Mme B... ne conteste pas les conclusions du rapport d'expertise graphologique du 30 octobre 2018, sollicité par son employeur, et admet avoir contrefait la signature du président de la communauté de communes alors en fonctions sur cinq certificats administratifs datés des 19 janvier, 17 mars, 19 mai, 14 juin et 22 août 2016. Elle fait valoir cependant que ce dernier lui avait donné son accord, non seulement pour compenser financièrement, par le paiement d'heures supplémentaires fictives, l'impossibilité de faire rétroagir le versement de l'indemnité d'administration et de technicité, allouée à l'intéressée à compter du 1er décembre 2015, à la date de sa demande en septembre 2014, mais aussi pour imiter en cas d'urgence sa signature sur certains documents, tels des fiches de paie ou des courriers, en raison de son indisponibilité liée à ses activités et à ses mandats électifs.

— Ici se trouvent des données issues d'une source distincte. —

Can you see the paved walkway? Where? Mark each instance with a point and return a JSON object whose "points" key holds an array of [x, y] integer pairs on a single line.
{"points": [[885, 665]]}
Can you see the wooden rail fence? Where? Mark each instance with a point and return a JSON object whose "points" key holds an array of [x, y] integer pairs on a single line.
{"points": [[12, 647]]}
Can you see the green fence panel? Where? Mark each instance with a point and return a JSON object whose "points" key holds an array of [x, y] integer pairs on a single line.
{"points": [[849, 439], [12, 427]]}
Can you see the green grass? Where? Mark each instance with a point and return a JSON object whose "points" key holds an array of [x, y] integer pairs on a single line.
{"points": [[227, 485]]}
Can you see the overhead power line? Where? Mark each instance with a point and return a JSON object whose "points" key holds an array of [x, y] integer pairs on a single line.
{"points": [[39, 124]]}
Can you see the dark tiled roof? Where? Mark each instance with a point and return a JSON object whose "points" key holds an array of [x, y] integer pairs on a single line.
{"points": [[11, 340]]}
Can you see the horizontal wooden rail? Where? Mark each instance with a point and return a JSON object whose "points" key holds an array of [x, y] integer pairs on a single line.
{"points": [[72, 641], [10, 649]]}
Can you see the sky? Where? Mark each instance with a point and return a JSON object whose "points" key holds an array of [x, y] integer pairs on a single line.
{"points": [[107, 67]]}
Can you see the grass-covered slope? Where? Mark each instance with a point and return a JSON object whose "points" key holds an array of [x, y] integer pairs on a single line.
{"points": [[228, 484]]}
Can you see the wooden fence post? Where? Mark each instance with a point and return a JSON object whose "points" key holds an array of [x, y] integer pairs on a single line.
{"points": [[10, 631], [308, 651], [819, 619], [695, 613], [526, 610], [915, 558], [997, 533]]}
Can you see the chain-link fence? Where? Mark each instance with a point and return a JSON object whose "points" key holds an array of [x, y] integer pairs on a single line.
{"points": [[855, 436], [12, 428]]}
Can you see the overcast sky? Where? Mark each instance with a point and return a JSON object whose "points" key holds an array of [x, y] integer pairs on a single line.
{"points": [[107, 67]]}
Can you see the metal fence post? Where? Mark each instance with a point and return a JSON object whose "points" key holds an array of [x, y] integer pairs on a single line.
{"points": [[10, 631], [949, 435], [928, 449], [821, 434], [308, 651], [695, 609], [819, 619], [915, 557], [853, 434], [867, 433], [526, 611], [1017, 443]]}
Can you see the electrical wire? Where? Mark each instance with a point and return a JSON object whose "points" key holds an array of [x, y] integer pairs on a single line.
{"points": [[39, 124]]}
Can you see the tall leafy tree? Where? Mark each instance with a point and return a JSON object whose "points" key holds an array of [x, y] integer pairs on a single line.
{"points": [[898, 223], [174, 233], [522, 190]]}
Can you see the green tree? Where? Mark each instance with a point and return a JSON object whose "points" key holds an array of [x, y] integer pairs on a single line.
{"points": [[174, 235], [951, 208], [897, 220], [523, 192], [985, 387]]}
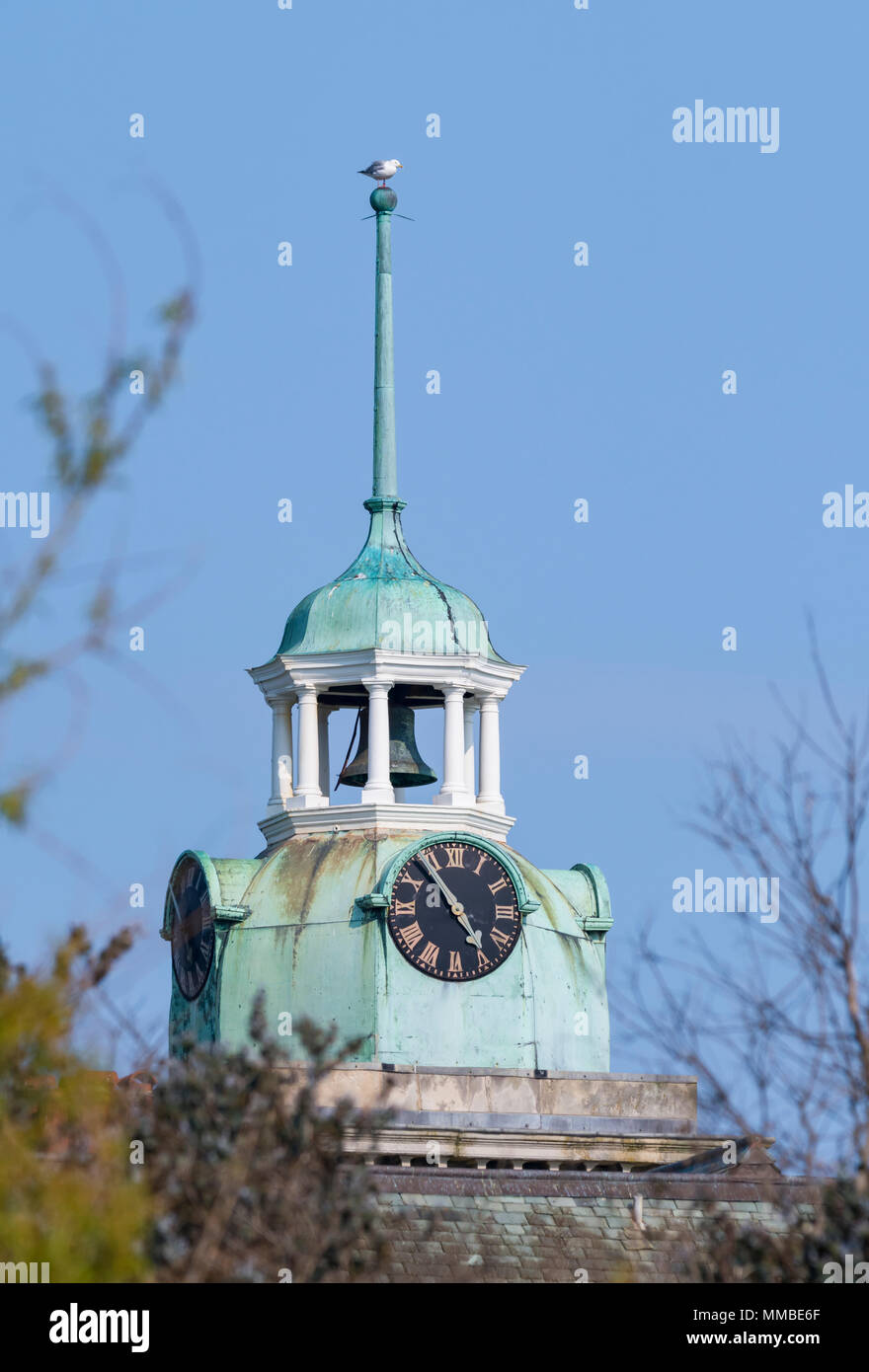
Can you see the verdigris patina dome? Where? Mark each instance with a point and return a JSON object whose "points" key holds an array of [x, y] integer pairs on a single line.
{"points": [[386, 600]]}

D'une part, les allégations de Mme B... concernant la majoration de l'indemnité d'administration et de technicité ne sont démenties par aucune pièce du dossier et notamment pas par l'attestation du 27 mai 2019 du président de la communauté de communes en exercice à l'époque des faits, qui ne conteste pas avoir signé les certificats administratifs datés des 17 février, 19 avril, 13 juillet, 19 septembre, 14 octobre et 23 novembre 2016. Dans ces conditions et alors qu'il est constant qu'un autre agent de la communauté de communes, devenue directrice générale des services en septembre 2017, a bénéficié de la même compensation financière, les griefs de manquement au devoir de probité et de détournement de fonds publics ne sont pas établis.

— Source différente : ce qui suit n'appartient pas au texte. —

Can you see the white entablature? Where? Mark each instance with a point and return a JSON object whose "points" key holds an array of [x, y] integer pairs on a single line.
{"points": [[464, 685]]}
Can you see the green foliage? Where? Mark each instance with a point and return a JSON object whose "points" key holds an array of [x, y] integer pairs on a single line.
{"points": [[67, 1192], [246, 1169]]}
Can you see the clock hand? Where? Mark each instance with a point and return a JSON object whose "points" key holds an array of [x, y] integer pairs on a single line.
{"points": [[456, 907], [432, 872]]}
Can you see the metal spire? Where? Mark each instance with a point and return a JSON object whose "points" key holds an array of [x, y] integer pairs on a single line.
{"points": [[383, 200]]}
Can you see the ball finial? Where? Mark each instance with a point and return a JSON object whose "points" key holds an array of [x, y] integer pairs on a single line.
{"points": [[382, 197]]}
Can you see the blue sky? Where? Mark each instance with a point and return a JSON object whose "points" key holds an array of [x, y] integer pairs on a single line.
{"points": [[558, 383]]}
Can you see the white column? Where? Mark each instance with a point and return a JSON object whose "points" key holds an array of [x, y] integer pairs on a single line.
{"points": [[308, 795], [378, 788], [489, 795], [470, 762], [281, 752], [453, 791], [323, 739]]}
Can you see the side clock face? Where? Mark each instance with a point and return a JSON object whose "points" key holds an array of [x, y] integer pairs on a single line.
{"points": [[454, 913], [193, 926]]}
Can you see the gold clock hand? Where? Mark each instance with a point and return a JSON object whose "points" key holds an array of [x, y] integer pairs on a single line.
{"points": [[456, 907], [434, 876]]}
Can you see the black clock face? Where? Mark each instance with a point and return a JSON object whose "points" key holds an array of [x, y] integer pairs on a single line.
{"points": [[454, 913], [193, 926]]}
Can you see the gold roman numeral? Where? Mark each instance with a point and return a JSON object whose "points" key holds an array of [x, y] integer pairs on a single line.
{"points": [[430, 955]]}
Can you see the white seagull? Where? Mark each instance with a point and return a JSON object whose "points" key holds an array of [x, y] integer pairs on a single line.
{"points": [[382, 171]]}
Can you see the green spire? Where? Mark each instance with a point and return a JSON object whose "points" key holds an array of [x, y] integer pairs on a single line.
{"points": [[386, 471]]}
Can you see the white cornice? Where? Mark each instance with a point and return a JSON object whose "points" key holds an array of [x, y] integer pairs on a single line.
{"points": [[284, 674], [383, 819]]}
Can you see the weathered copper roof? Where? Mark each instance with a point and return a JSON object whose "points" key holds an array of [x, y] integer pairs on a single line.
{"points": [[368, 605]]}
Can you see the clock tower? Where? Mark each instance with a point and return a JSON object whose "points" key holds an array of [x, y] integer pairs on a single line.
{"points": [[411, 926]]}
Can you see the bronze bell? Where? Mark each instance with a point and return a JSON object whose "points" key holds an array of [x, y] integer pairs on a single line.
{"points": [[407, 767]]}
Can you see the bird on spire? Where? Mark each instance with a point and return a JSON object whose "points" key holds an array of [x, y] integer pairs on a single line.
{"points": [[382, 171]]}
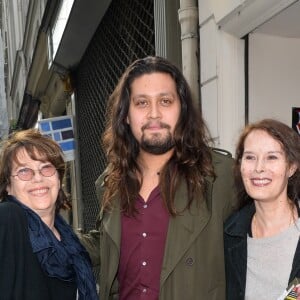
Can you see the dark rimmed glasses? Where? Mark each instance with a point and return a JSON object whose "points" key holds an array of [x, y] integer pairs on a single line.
{"points": [[27, 174]]}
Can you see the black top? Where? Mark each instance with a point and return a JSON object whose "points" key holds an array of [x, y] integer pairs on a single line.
{"points": [[21, 276], [235, 244]]}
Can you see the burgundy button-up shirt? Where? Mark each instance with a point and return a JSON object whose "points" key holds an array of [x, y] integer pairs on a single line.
{"points": [[143, 240]]}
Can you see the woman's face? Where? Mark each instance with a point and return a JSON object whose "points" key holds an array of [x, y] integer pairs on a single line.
{"points": [[264, 167], [40, 192]]}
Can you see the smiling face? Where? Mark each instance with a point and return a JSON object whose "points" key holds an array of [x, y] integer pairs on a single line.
{"points": [[39, 193], [154, 111], [264, 167]]}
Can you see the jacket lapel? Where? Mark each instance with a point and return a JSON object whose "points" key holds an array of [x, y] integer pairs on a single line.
{"points": [[184, 228]]}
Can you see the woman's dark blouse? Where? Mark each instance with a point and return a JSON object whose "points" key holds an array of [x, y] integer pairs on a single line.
{"points": [[21, 276]]}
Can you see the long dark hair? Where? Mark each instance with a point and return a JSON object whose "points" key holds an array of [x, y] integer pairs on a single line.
{"points": [[290, 142], [191, 159], [38, 147]]}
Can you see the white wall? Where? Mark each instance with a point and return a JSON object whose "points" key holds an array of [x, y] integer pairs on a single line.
{"points": [[274, 77]]}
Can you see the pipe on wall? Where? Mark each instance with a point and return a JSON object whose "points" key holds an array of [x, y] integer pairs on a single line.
{"points": [[188, 19]]}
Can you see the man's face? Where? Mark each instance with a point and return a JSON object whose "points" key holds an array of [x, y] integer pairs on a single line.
{"points": [[154, 111]]}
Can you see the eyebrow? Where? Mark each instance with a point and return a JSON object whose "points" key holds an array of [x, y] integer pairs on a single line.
{"points": [[160, 94], [269, 152]]}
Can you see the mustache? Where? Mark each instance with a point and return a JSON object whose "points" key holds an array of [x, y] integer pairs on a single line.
{"points": [[160, 124]]}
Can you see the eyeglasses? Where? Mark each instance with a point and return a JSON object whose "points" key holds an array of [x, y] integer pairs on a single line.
{"points": [[27, 174]]}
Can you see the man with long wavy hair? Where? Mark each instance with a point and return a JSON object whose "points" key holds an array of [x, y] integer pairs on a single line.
{"points": [[164, 194]]}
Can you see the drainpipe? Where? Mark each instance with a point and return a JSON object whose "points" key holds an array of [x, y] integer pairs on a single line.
{"points": [[188, 19]]}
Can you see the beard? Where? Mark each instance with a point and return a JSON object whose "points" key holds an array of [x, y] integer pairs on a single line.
{"points": [[157, 144]]}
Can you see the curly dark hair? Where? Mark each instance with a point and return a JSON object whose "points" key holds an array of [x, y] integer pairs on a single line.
{"points": [[38, 147], [191, 159], [290, 142]]}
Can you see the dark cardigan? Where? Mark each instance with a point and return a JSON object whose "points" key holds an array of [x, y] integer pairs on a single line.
{"points": [[235, 244], [21, 276]]}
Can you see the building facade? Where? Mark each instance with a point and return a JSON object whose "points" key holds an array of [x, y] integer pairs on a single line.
{"points": [[64, 57]]}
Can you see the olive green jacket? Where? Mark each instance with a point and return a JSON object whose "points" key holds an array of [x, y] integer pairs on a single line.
{"points": [[193, 265]]}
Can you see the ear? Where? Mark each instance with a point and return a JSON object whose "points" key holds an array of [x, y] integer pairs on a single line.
{"points": [[293, 169]]}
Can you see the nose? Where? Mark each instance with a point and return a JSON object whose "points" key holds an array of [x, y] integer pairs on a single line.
{"points": [[37, 176], [260, 165]]}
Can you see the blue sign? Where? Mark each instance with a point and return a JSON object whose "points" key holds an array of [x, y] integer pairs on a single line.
{"points": [[60, 129]]}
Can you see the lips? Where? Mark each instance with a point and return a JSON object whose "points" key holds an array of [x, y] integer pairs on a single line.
{"points": [[260, 181], [39, 191]]}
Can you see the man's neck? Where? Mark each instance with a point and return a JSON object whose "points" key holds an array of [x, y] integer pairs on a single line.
{"points": [[151, 163]]}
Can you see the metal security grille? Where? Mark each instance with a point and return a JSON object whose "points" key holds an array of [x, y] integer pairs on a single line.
{"points": [[125, 33]]}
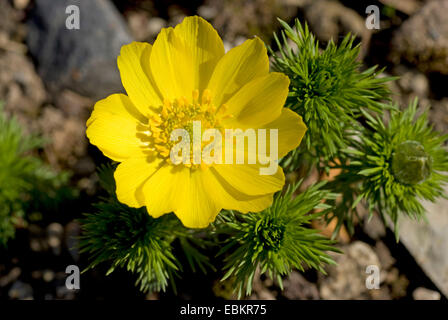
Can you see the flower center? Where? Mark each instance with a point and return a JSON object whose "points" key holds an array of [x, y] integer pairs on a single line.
{"points": [[181, 114]]}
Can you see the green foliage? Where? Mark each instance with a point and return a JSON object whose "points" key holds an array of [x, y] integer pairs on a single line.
{"points": [[26, 184], [277, 239], [327, 89], [392, 166]]}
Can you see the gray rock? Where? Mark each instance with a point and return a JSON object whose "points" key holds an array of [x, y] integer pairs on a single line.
{"points": [[423, 39], [20, 290], [296, 287], [425, 294], [428, 242], [83, 60]]}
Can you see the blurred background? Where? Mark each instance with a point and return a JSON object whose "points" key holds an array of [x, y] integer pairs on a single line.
{"points": [[50, 78]]}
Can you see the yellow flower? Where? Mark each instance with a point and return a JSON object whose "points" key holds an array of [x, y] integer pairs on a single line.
{"points": [[186, 76]]}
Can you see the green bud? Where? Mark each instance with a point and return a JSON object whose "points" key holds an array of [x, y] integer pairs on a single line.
{"points": [[410, 163]]}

D'autre part, s'il résulte du procès-verbal de la réunion du conseil de discipline du 11 juillet 2019 que deux personnes, entendues en qualité de témoins, ont confirmé l'existence d'une "pratique" au sein de l'établissement public autorisant, en cas d'urgence, certains agents, dont Mme B..., à imiter la signature du président de l'époque sur certains documents, le fait pour un fonctionnaire de contrefaire la signature d'un élu, alors que, au demeurant, aucune situation d'urgence n'est invoquée par la défenderesse dans le cas d'espèce, est constitutive d'une faute.


Toutefois, eu égard aux circonstances particulières dans lesquelles cette faute a été commise, au nombre limité de documents concernés, à l'absence d'intention frauduleuse de l'intéressée, à son ancienneté et à l'absence de critique sur sa manière de servir, et nonobstant la circonstance que, pour des faits postérieurs à ceux en litige, elle a fait l'objet d'un blâme le 1er août 2018 pour manquement à l'obligation d'obéissance hiérarchique et à l'obligation de servir, c'est à bon droit que les premiers juges ont considéré que la sanction de la révocation était disproportionnée et ont annulé pour erreur d'appréciation l'arrêté du 9 septembre 2019.

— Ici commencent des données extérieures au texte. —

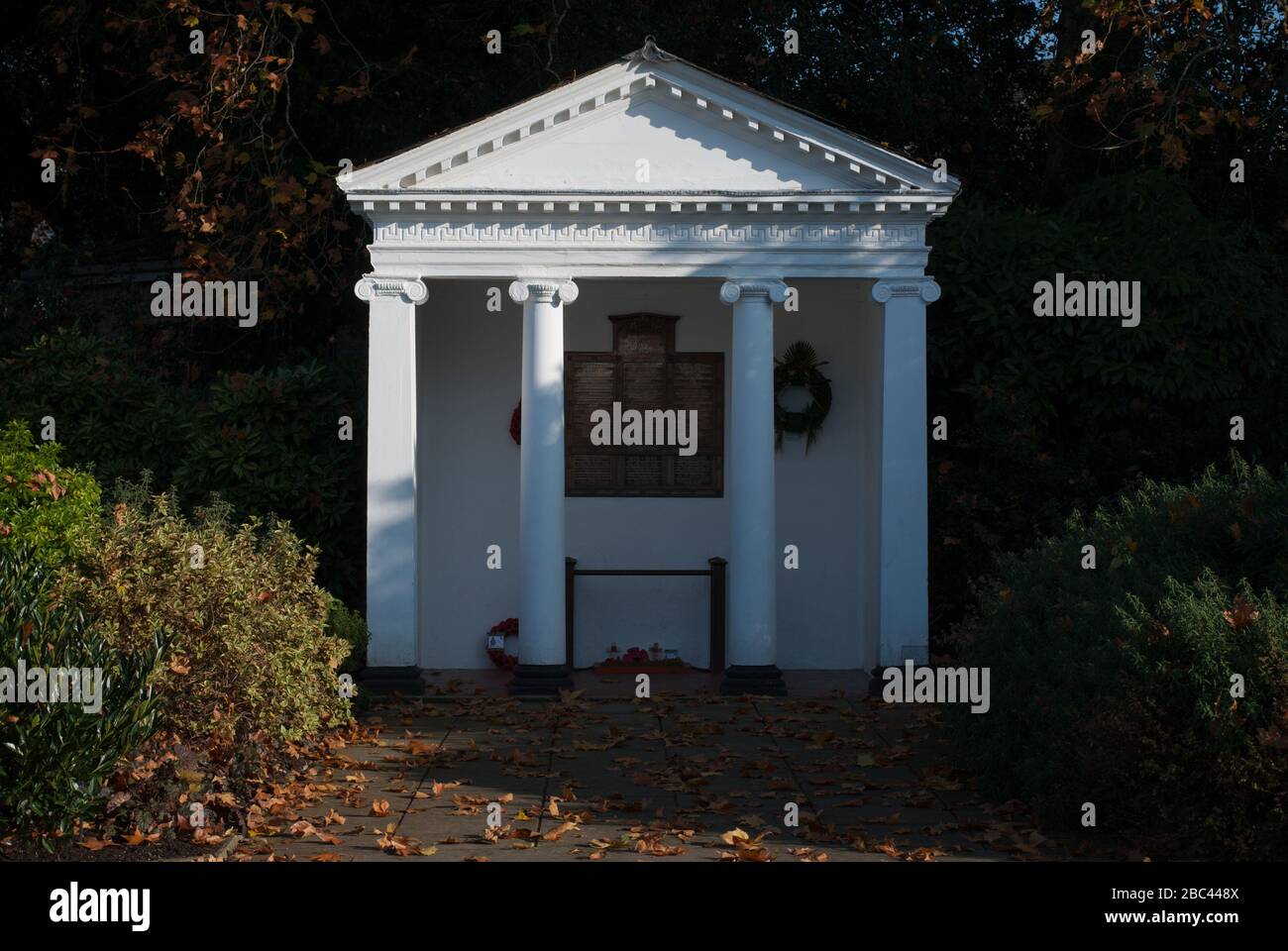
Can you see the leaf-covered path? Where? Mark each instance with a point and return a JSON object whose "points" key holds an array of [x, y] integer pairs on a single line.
{"points": [[669, 779]]}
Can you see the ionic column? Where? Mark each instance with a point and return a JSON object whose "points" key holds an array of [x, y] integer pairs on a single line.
{"points": [[391, 616], [542, 667], [752, 617], [903, 497]]}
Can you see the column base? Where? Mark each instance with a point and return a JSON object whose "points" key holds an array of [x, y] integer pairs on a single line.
{"points": [[384, 681], [541, 680], [763, 680], [876, 681]]}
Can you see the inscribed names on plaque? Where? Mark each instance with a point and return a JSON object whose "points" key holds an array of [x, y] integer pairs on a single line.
{"points": [[681, 394]]}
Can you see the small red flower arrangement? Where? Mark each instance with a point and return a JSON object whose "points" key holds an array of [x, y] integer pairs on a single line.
{"points": [[497, 655]]}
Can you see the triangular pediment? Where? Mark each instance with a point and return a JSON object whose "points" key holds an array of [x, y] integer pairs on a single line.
{"points": [[647, 125]]}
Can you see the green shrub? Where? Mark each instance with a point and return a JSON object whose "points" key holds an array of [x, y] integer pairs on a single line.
{"points": [[249, 648], [349, 626], [269, 442], [54, 757], [266, 441], [43, 504], [114, 414], [1113, 685], [1050, 414]]}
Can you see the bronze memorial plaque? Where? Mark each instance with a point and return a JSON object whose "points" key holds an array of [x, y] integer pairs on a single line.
{"points": [[644, 419]]}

Par suite, sans qu'il soit besoin d'examiner la fin de non-recevoir opposée en défense, ni les autres moyens de la requête, et alors que, par un arrêt du 9 décembre 2021, la chambre correctionnelle de la cour d'appel de Reims a relaxé Mme B... des fins de la poursuite au motif que, en l'absence d'intention frauduleuse, les infractions d'usage de faux en écriture et d'altération frauduleuse de la vérité dans un écrit n'étaient pas constituées, la communauté de communes de Côtes de Champagne et Val de Saulx n'est pas fondée à demander l'annulation du jugement n° 1902637 du tribunal administratif de Châlons-en-Champagne du 20 octobre 2020. Par voie de conséquence, ses conclusions tendant au rejet de la demande présentée en première instance par Mme B... doivent également être rejetées.